The stock is now trading at $22.80 — just above the company’s $22 IPO price. Zulily went public in November 2013, with the stock soaring on its first day to nearly $40 per share. Shares of the online retailer, known for selling baby accessories, housewares and kids products, peaked in February at $68.
But it has been a tough road for the Seattle company in recent months.
During the company’s third quarter earnings announcement, Zulily CEO Darrell Cavens detailed an email snafu, which caused the company to cut back on marketing.
For the third quarter, the company posted revenue of $285 million and active customers of 4.5 million, an increase in both areas of 72 percent over the same period last year.

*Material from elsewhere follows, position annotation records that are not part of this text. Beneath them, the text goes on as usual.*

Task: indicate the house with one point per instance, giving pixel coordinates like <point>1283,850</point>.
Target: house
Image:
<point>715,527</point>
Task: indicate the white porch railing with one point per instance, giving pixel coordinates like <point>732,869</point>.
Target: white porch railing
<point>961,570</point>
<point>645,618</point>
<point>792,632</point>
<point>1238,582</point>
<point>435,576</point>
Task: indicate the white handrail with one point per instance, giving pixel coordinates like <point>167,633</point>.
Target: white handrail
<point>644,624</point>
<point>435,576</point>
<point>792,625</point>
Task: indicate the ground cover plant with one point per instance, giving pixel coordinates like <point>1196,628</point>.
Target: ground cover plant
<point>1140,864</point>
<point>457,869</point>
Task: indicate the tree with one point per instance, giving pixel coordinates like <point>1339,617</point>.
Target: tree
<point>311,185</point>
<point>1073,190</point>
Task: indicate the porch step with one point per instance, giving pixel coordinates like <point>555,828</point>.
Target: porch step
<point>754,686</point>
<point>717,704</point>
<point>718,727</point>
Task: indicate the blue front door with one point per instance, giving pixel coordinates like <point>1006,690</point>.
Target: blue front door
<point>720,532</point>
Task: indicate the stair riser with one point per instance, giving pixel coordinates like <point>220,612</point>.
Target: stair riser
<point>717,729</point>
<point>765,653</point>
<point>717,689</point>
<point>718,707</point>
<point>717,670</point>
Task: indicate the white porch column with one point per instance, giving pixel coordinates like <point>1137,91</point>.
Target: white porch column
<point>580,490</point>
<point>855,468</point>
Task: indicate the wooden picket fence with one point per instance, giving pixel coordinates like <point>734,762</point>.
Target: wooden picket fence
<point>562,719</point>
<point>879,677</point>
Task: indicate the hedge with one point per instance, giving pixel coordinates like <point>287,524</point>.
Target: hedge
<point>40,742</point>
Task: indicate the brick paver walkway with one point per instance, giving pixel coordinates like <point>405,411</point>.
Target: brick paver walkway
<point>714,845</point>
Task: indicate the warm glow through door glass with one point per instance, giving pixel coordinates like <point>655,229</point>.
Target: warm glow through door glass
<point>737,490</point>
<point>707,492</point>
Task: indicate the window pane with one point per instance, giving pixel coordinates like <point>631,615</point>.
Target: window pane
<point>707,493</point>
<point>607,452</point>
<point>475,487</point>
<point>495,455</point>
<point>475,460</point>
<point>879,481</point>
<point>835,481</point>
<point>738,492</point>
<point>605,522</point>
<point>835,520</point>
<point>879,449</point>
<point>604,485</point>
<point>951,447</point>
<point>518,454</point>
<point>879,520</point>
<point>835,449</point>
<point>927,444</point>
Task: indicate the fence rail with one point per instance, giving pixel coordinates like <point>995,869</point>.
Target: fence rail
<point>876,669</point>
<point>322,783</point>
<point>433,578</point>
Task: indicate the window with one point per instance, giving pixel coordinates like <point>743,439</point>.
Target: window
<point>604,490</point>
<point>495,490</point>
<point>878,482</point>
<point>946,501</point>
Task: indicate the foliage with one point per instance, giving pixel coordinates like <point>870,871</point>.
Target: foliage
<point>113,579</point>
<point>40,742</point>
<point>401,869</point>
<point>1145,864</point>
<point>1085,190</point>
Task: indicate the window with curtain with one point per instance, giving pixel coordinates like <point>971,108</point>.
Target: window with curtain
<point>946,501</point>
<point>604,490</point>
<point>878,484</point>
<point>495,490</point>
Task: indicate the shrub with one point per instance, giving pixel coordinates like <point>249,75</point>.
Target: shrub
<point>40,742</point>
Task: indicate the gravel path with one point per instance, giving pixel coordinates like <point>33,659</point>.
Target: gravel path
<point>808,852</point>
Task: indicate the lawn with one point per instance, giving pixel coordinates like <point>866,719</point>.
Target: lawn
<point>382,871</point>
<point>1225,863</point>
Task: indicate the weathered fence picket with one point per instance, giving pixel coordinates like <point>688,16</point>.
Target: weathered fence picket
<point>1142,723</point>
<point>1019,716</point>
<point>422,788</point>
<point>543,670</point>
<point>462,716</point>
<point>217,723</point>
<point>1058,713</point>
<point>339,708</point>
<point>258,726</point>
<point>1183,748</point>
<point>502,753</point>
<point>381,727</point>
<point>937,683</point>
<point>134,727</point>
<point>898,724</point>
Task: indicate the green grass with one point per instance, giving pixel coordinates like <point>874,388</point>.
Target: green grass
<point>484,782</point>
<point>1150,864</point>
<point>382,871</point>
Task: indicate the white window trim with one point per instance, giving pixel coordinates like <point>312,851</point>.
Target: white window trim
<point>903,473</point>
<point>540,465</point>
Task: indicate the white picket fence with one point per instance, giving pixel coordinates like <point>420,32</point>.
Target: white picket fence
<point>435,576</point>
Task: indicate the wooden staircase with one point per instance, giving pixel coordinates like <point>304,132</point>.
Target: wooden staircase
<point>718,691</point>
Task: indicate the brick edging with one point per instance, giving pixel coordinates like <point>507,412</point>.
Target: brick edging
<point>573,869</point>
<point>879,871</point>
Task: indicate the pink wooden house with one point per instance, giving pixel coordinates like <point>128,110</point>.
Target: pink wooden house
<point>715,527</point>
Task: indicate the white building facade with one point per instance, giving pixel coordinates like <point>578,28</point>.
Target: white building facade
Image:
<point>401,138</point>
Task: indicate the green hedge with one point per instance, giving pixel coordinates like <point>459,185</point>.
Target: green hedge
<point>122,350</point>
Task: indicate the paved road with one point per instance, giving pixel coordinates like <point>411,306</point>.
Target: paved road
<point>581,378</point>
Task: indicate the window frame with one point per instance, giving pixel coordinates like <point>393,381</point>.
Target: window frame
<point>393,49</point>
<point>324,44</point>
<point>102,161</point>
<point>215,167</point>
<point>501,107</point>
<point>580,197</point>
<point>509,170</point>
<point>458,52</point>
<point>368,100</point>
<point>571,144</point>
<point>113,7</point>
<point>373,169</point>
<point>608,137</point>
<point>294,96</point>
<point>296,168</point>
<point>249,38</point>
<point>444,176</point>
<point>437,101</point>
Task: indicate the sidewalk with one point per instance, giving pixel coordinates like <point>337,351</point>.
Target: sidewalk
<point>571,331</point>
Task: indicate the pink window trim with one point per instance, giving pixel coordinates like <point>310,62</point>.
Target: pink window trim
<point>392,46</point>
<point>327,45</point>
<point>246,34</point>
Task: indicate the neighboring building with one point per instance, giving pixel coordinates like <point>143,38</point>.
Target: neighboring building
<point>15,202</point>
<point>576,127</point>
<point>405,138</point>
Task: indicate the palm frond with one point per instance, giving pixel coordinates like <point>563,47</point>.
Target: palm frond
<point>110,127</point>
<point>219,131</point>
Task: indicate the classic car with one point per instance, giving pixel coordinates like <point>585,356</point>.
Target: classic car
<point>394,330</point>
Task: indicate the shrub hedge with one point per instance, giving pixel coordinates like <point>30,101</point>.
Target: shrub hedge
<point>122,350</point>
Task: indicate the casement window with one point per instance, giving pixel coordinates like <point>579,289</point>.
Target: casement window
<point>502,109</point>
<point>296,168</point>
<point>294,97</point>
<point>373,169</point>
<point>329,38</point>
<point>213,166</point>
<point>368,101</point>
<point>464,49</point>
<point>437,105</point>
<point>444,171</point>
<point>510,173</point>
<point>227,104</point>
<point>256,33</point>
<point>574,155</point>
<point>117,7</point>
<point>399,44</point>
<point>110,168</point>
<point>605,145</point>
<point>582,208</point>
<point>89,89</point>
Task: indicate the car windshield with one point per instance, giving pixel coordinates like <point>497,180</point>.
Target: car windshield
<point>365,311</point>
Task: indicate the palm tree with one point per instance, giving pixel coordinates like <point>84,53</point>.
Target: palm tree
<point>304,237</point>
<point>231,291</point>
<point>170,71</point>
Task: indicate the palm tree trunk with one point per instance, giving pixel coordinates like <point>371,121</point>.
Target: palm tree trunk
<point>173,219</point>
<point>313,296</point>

Zulily does not see a big holiday bounce like a lot of other online retailers, in part because its shipping times are far slower than companies like Amazon.com, Wal-Mart or Target.
“Our business is not as seasonal … as a lot of retailers out there,” said Cavens in an analyst call in November. “Our customers are coming back every day to see what is new and fresh and interesting. I think the use-case for Zulily tends to be different from many other retailers around the holiday case.”
The company said it estimates fourth quarter revenue in the range of $391.3 million to $416.3 million.